Si toute vérité morale n’est qu’un moyen d’accroître ou d’assurer le bonheur du plus grand nombre, et si l’objet de tout gouvernement est la félicité publique, point de vérité morale dont la publication ne soit desirable (8). Toute diversité d’opinions à ce sujet tient à la signification incertaine du mot gouvernement. Qu’est-ce qu’un gouvernement ? l’assemblage de lois ou de conventions faites entre les citoyens d’une même nation. Or, ces lois et conventions sont ou contraires ou conformes à l’intérêt général. Il n’est donc que deux formes de gouvernement, l’une bonne, l’autre mauvaise : c’est à ces deux especes que je les réduis toutes. Or, dans l’assemblage des conventions qui les constituent, dire qu’on ne peut changer les lois nuisibles à la nation, que de telles lois sont sacrées, qu’elles ne peuvent être légitimement réformées, c’est dire qu’on ne peut changer le régime contraire à sa santé ; qu’affligé d’une plaie, c’est un crime de la nettoyer ; qu’il faut la laisser tomber en gangrene (9).

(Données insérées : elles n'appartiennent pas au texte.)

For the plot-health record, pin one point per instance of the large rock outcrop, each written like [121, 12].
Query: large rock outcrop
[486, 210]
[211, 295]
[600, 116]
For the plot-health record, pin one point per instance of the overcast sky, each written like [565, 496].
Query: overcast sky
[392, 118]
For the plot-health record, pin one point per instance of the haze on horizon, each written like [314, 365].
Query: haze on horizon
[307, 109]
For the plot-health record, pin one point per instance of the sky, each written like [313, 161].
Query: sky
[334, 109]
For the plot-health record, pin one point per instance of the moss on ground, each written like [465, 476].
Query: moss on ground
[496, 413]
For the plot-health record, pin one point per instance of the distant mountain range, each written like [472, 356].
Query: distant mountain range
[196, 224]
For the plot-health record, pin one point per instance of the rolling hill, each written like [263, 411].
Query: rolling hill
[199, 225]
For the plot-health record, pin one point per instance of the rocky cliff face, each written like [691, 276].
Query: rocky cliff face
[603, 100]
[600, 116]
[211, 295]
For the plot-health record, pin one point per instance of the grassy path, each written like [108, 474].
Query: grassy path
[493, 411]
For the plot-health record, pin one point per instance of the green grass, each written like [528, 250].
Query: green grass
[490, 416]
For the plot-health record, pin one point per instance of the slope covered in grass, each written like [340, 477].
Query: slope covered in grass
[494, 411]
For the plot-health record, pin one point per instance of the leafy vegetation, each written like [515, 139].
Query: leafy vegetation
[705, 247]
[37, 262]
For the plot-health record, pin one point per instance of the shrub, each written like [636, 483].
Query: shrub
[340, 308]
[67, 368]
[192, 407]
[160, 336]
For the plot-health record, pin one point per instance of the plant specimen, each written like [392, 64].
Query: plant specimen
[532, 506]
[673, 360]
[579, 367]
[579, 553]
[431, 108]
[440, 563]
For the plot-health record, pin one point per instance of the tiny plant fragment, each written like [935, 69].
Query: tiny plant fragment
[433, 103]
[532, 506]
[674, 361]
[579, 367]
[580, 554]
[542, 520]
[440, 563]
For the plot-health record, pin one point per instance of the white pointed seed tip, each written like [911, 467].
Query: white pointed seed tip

Au reste, si tout gouvernement, de quelque nature qu’il soit, ne peut se proposer d’autre objet que le bonheur du plus grand nombre des citoyens, tout ce qui tend à les rendre heureux ne peut être contraire à sa constitution (10). Celui-là seul doit s’opposer à toute réforme utile à l’état, qui fonde sa grandeur sur l’avilissement de ses compatriotes, sur le malheur de ses semblables, et qui veut usurper sur eux un pouvoir arbitraire. Quant au citoyen honnête, à l’homme ami de la vérité et de sa patrie, il ne peut avoir d’intérêt contraire à l’intérêt national. Est-on heureux du bonheur de l’empire, et glorieux de sa gloire ? on desire la correction de tous les abus. On sait qu’on n’anéantit point une science lorsqu’on la perfectionne, et qu’on ne détruit point un gouvernement lorsqu’on le réforme.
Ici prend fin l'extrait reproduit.